Hacked? How does appending a filename allow access to data on site... see example

Solution 1:

In the includes/application_top which gets included by all the scripts in /admin you'll find this little gem (I have thrown some uninteresting parts out):

// redirect to login page if administrator is not yet logged in
if (!tep_session_is_registered('admin')) {
    $redirect = false;

    $current_page = basename($PHP_SELF);

    if ($current_page != FILENAME_LOGIN) {
        // session stuf blabla
        $redirect = true;
    }

    if ($redirect == true) {
        tep_redirect(tep_href_link(FILENAME_LOGIN));
    }

    unset($redirect);
}

This code gets only executed when you are not logged in. What it basically does is check if the basename of $PHP_SELF is login.php. If it is login.php then it proceeds rendering the page, otherwise you will be redirected.

If you make this request:

http://mysite.com/admin/configuration.php/login.php

Then the PHP_SELF will be

/admin/configuration.php/login.php

And basename($PHP_SELF) will of course be login.php thus the rendering continues and no redirect is executed. But it is of course not login.php which gets rendered but configuration.php. The rest of the URL "/login.php" is "ignored" and just supplied to PHP in $_SERVER['PATH_INFO'].
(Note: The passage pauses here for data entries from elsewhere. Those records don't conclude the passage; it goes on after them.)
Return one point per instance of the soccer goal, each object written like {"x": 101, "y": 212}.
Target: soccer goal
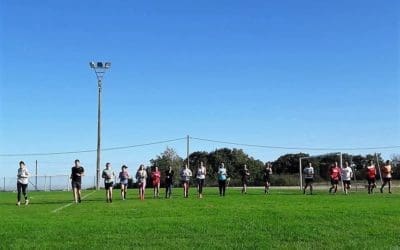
{"x": 339, "y": 156}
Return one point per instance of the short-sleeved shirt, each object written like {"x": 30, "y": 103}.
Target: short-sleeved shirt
{"x": 123, "y": 176}
{"x": 77, "y": 170}
{"x": 222, "y": 174}
{"x": 186, "y": 174}
{"x": 108, "y": 175}
{"x": 267, "y": 173}
{"x": 155, "y": 176}
{"x": 141, "y": 176}
{"x": 245, "y": 174}
{"x": 22, "y": 176}
{"x": 371, "y": 172}
{"x": 169, "y": 176}
{"x": 201, "y": 173}
{"x": 346, "y": 173}
{"x": 308, "y": 172}
{"x": 387, "y": 171}
{"x": 334, "y": 173}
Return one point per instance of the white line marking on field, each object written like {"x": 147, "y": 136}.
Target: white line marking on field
{"x": 70, "y": 204}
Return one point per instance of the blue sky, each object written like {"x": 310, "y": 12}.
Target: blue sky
{"x": 285, "y": 73}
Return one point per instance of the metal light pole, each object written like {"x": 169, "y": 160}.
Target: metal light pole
{"x": 100, "y": 69}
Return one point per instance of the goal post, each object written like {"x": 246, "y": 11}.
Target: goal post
{"x": 317, "y": 156}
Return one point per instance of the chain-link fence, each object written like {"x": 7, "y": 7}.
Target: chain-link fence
{"x": 47, "y": 183}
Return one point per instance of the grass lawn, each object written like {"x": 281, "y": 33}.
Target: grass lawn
{"x": 285, "y": 219}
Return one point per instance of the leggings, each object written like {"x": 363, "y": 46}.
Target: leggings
{"x": 168, "y": 190}
{"x": 201, "y": 184}
{"x": 22, "y": 188}
{"x": 222, "y": 187}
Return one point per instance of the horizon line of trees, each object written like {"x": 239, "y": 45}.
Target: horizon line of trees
{"x": 285, "y": 165}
Edit: I like to add that this "bug" affects only oscommerce or any other software that uses a solution like that to "secure" the administration login (I think there aren't that many which suffer from this). It is not a bug which affects all PHP-software.

Solution 2:

This is simply a vulnerability in the configuration.php file - the 'fake directory' thing with a php file as part of the path is an intentional feature and something that you'll see often - how the stuff after the slash is handled is up to the php file in the path. (mediawiki comes to mind as a good example)

Solution 3:

I have tried this on a windows box, to use a double url as indicated - it says page not found. But the server is set not to allow directory transversals and OSCommerce is set to check user agent and prevent spider sessions as well as use a sessions directory - possibly this is why it is secure and does not allow appending a url. Additionally, the server treats the /login.php as part of the first filename, does not allow driectory transversals and does not allow dot in a filename - hence it refuses the url entirely. Therfore secure because the server is secure regardless of what the catalog software tries to do.